Major League Baseball started testing for performance enhancers in 2004 and the first punishments administered after a positive test a year later were for 10 days. This caused so much ridicule a first offense became a 50-game suspension a year later, and that eventually grew to the current half-season.
This established a pattern for the commissioner's office in which it dived in headfirst to address a problem, and offered an initial solution that was more embarrassing than the problem itself.
Giants catcher Buster Posey was run over at the plate by Miami's Scott Cousins in May 2011, suffered a broken leg, and a star for the defending champions was lost for the season.
This started the conversation that led to the 2014 rule declaring catchers could not the block the plate and runners could not collide with them. Several umpires demonstrated the absurdity of the letter of that law by calling safe runners who were out by 15 feet because the catcher was loitering with a foot on the side of the plate.
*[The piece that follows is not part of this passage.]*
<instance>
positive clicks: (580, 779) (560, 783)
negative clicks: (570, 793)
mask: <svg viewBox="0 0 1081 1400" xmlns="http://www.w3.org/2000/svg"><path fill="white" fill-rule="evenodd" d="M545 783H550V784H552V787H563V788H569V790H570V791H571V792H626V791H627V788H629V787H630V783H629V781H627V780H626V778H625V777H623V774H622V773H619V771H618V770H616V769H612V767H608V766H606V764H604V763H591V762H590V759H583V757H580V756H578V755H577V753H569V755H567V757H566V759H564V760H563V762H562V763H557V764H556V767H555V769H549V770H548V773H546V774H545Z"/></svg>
Logic intervened after a while, moderate blockage was allowed and now disputes are infrequent and can be settled by replay review.
The collision controversy moved to second base in the fall of 2015, when Chase Utley, a Dodgers second baseman experienced at being taken out on a double play, body-rolled into Mets shortstop Ruben Tejada during the NLCS. The result was a broken leg for Tejada and a rule change in 2016.
Again, there seemed to be over-the-top enthusiasm for calling out runners for any hard slide — even if it wasn't high, late or indirect toward the bag.
That hard slide into second is basically extinct now for two reasons: Umpires are going to err in favor of the fielders, and the defensive shifts have greatly reduced the frequency of the traditional double-play pivot.